Rewon Shimray | Cartoonist

You may have noticed that we were robbed of an hour of sleep this weekend. Daylight Saving Time, sometimes known as “spring forward,” seemed especially cruel this year as it fell the Sunday after spring break. It does not have to be this way; two states and several U.S. territories do not observe daylight saving time, and the rest of the country shouldn’t either.

The first U.S. law on Daylight Saving Time went into effect on March 19, 1918, about a year after the United States entered World War I. The law was passed with the intent of saving fuel by utilizing more natural light. Although the official reason for Daylight Saving Time was fuel saving, the U.S. Chamber of Commerce was the major supporter of the policy. People getting off work while it was still light out meant they would be more likely to go out shopping in the evening, thus making more money for the country’s capitalist economy. While this may have been a good idea for the country at the time, we are no longer participating in a world war and certainly do not have any problem spending money with or without daylight, thanks to online shopping.

The combination of lost sleep and loss of natural light can make the road even more dangerous. Research shows that the transition into daylight saving time causes a spike in fatal car crashes every year. One study published last year in the American Economic Journal reports that the change is responsible for more than 30 deaths and $275 million in damage each year. Another earlier study shows the bulk of those accidents occur the Monday following the spring shift, when drivers haven’t gotten used to the sleep loss or light difference yet.

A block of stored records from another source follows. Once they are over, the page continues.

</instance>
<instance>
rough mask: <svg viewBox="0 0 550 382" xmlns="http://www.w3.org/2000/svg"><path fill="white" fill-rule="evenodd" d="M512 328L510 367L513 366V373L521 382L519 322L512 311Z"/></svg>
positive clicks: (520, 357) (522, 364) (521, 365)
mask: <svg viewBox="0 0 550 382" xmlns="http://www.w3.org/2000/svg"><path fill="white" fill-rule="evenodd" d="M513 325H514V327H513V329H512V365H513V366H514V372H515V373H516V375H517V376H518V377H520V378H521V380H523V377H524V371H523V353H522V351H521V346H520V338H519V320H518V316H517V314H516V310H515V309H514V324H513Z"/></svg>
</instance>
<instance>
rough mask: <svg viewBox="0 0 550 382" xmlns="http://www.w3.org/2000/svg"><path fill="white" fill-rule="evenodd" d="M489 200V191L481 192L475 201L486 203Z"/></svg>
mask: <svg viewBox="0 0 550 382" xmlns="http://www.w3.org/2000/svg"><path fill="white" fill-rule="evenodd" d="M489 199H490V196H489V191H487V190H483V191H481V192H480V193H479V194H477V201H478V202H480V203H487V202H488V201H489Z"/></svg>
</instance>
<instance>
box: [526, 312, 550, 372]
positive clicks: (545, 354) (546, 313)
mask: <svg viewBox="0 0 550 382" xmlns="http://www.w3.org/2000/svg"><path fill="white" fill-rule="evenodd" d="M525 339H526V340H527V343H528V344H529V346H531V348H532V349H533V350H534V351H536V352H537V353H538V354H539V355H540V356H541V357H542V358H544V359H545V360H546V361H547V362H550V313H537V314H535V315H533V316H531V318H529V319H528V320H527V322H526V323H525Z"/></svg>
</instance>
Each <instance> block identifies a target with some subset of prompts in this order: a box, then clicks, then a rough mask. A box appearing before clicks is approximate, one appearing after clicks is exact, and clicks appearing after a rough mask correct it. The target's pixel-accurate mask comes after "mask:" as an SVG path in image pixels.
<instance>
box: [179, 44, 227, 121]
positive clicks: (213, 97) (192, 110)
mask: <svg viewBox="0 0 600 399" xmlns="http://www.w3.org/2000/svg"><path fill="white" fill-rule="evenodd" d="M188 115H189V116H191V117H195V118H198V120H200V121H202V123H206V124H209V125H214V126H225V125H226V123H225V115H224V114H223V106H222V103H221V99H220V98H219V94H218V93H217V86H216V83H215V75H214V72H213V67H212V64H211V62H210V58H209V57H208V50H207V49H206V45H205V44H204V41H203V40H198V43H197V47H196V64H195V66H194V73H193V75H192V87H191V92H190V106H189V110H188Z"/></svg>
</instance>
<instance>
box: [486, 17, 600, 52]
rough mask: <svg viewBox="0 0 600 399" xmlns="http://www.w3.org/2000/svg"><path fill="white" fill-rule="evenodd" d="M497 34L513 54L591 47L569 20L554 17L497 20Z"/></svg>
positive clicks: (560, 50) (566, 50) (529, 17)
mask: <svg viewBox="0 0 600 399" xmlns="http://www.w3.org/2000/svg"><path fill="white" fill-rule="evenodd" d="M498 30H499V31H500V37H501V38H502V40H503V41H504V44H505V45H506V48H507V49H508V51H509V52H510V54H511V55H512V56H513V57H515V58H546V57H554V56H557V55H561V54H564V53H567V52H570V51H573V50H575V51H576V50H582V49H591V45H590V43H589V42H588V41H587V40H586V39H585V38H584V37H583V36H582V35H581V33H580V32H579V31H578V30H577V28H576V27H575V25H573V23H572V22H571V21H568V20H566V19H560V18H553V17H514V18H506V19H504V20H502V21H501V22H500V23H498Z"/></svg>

Research presented at the 2016 American Academy of Neurology’s annual meeting found that in Finland strokes increase about eight percent in the two days following both the spring and fall time changes. In the United States, the number of heart attacks spikes about 25 percent the Monday following the spring change, though the Tuesday after the “fall back” time change, there is a 21 percent drop in the number of heart attacks.

Now as we said, it does not have to be this way. Arizona and Hawaii are one step ahead of the game and do not observe daylight saving time.

Most of Arizona hasn’t observed daylight saving time since 1968, when the state legislature opted out of 1966’s Uniform Time Act. Hawaii abandoned the Uniform Time Act a year before Arizona, in 1967, simply because of its relative proximity to the equator, which makes Daylight Saving Time unnecessary. A handful of U.S. territories also don’t observe Daylight Saving Time, including Puerto Rico, Guam, American Samoa and the U.S. Virgin Islands.

States can pass local laws opting out of Daylight Saving Time, and they should, so we can all see the benefits of a consistent sleep and daylight schedule and avoid the harms of drastic changes.